Proposed faculty cuts at Paul G. Blazer High School attracted a sizable group of concerned parents and teachers to the Ashland Board of Education’s regular meeting Monday evening.
Under its proposed staffing allocations for the 2013-14 academic year, the high school would lose a total of six teaching positions. School officials say the cuts are necessary to bring the school’s budget in line with what the district is expected to receive in state funding.
But Blazer Principal Derek Runyon told the board he was concerned that eliminating so many teachers could compromise the school’s academic programs.
“Simply put, there’s no way, shape or form in which we can do this without hurting students,” he said. “My concern is that anything we do is going to impact student achievement in some form or fashion.”
Runyon said the proposed cuts, along with others that have previously been made, would amount to a nearly 20 percent staff reduction in the six years he has been Blazer principal.
He told the board he and the school’s site-based council had come up with a list of teaching positions that could be eliminated with the least amount of impact, and that he’d spoken with the teachers on the list to let them know their jobs might not be available next year.
Dwindling enrollment is the principle reason the cuts are necessary. According to Superintendent Steve Gilmore, Blazer currently has 858 students, but its faculty budget is for a school with more than 1,000 pupils.

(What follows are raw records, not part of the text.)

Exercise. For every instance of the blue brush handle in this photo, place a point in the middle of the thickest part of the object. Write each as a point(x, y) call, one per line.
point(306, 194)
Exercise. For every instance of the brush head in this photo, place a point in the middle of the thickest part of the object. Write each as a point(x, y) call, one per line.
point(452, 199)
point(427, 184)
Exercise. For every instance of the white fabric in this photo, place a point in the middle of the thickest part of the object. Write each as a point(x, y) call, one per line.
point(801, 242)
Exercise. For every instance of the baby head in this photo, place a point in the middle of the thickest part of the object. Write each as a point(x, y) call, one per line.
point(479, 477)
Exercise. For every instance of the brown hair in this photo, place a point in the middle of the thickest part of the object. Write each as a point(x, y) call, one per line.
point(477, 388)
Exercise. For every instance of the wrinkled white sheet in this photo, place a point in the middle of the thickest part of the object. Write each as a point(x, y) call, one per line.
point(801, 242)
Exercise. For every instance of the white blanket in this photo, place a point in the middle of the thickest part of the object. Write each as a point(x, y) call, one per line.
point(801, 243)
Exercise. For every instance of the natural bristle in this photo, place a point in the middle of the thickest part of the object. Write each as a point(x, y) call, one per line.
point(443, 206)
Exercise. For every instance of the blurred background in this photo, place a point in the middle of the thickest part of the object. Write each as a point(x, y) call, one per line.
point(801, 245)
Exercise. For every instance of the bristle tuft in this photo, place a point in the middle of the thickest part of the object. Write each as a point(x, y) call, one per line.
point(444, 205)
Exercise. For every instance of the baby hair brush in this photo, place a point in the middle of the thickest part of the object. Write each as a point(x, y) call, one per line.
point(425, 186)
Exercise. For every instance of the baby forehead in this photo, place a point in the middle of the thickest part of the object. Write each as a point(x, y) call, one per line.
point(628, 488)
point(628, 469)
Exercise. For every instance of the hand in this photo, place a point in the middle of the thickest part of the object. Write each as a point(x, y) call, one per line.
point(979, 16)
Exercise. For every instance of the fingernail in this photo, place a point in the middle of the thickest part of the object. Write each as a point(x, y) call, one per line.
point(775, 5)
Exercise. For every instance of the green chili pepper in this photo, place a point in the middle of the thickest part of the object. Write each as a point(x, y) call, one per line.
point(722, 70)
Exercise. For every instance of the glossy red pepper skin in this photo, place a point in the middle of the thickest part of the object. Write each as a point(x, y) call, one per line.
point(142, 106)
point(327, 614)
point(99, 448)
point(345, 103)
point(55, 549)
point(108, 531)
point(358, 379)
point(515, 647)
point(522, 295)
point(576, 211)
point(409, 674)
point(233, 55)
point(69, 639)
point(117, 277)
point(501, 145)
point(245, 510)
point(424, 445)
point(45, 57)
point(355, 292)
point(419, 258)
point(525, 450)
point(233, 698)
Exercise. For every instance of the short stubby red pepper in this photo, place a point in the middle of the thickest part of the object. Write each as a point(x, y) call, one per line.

State funding is based on a school’s average daily attendance.
But Runyon said deep cuts in the high school’s faculty could cause enrollment to drop even more. If the school has to eliminate certain courses because it doesn’t have the teachers for them, some students might choose to transfer to other schools that offer similar courses, he said.
Board Member Charlie Chatfield questioned Runyon over why he hadn’t consulted with central office staff in determining which positions to eliminate and how to go about lessening the impact of the cuts.
“Seeing as how you’ve presented this almost as a death penalty with regard to continuing the high standards at Paul Blazer High School, why would you not reach out to everyone available to determine what would be the best course of action?” he asked.
Runyon said he hadn’t done so because he believed those determinations would best be made by people in the school building. But, he said he was certainly open to consulting with central office personnel in the coming months.
Gilmore said he believed that might be the best way to find “creative solutions” to the matter.
“It may not be the best scenario for next year, but it might be a workable one,” he said.
Board member Frank DeMartino said the school system was likely to have to find other “creative solutions” to staffing issues in the future because the district’s enrollment was likely to continue to shrink.
“Let’s be blunt — this (enrollment) is going to keep going this way. It’s not going to get any better,” he said.